South Loop--maybe good for you

Hyde Park--You may like it you may not...not far from downtown

FYI--As I am sure you are aware....the sharpness of your confidence and diction will have a lot to do with what type of men you will attract
 
Old 12-29-2011, 02:47 PM
 
Location: alt reality
1,085 posts, read 2,232,742 times
Reputation: 937
Quote:
Originally Posted by JacksonPanther View Post
If you look anything like that pic in real life, you will have NO PROBLEMS with meeting Black men in Chicago. Or white men, for that matter...

But regardless of your previous situation, when you get to Chicago, do the following things to increase your chances:
1. Whenever you leave the house, dress and groom as if you might meet someone that day. Please don't go out in a head scarf and sweatshirt, and wonder why no one talks to you...
2. Smile. Do not walk around with a "mean mug," as that will turn off everyone from trying to talk with you. Then you will say "No one ever talks to me..."
3. Be friendly. Even to the guys that aren't attractive to you. After all, they have friends who might be more to your liking. That doesn't mean be a tease, btw!

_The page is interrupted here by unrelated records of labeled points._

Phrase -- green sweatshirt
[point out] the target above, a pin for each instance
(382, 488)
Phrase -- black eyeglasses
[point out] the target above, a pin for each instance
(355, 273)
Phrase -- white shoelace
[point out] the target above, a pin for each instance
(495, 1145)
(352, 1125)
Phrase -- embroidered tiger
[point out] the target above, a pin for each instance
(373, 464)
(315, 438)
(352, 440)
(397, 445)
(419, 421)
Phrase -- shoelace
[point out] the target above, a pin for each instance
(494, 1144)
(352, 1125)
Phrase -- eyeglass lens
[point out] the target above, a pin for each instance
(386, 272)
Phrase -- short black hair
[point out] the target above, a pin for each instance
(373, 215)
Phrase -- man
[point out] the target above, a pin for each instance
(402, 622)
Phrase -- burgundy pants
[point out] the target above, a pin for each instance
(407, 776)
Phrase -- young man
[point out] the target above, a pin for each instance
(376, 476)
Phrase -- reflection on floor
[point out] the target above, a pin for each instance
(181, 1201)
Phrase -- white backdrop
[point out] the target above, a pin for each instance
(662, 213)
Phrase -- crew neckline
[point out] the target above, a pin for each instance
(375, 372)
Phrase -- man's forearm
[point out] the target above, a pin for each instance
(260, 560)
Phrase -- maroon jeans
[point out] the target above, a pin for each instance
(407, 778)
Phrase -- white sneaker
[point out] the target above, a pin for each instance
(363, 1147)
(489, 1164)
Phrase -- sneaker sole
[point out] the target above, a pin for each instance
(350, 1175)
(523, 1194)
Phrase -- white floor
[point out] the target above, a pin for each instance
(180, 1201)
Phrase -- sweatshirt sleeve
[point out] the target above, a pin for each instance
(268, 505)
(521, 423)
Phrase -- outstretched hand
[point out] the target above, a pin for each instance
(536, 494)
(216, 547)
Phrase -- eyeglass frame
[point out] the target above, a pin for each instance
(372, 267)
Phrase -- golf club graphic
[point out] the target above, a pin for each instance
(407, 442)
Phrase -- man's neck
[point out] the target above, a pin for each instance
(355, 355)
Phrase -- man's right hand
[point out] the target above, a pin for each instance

May I ask how old you are? What city you're leaving from?
I'd like to add bogus weaves and pajama pants to number 1.

I disagree with 2 and 3. Well, not really disagree but I'll just say to use good judgement with who you smile at and are friendly to or else you will have some fool following you for blocks because he took your simple "hello" as an invitation for more. Then when you turn him down, the street harassment ensues (yes, even from the "educated" self proclaimed nice guys too).

Good grief, no we are not overlooked lol. If you look good, you look good. Op, you need to work on your self esteem before trying to date anybody. You are going to drive that (potential) man and yourself insane with your insecurity. Good luck!
 
Old 12-29-2011, 03:21 PM
 
Location: Midwest
2,953 posts, read 5,118,335 times
Reputation: 1972
Quote:
Originally Posted by lenniel View Post
"Most women tend to be less discriminatory in terms of looks--a man can be fat, bald and ugly but as long as he has money with a nice car he can have any beautiful woman he wants."

So, are you saying most women are gold diggers? What good is a fat, ugly guy with a nice car? Not quite sure I understand your logic. Are you saying just because this unattractive slug can buy some nice things or go to nice dinners then he's a good catch?
Being wealthy has always been a good asset for a man to have. I wouldn't call that being a 'golddigger'. However, it's no different than men who chase after very attractive women with no substance just because they want a trophy wife
 
Old 12-29-2011, 03:44 PM
 
Location: Crooklyn, New York
32,087 posts, read 34,676,186 times
Reputation: 15068
Quote:
Originally Posted by nyanna View Post
Being wealthy has always been a good asset for a man to have. I wouldn't call that being a 'golddigger'. However, it's no different than men who chase after very attractive women with no substance just because they want a trophy wife
Men don't chase after attractive women because we want a "trophy wife." Any ego boost we may receive from having a hot chick on our arm pales in comparison to the thermonuclear blast of lust that the sight of a beautiful woman sends to our brain's reward centers. Most guys could have Paula Patton locked away in their basement with no one knowing about it and be perfectly o-kaay with that situation.

Where's the non-disclosure agreement (the breach of which is subject to the penalty of death)? Paula Patton locked away in my basement for me and only me? Sign me up!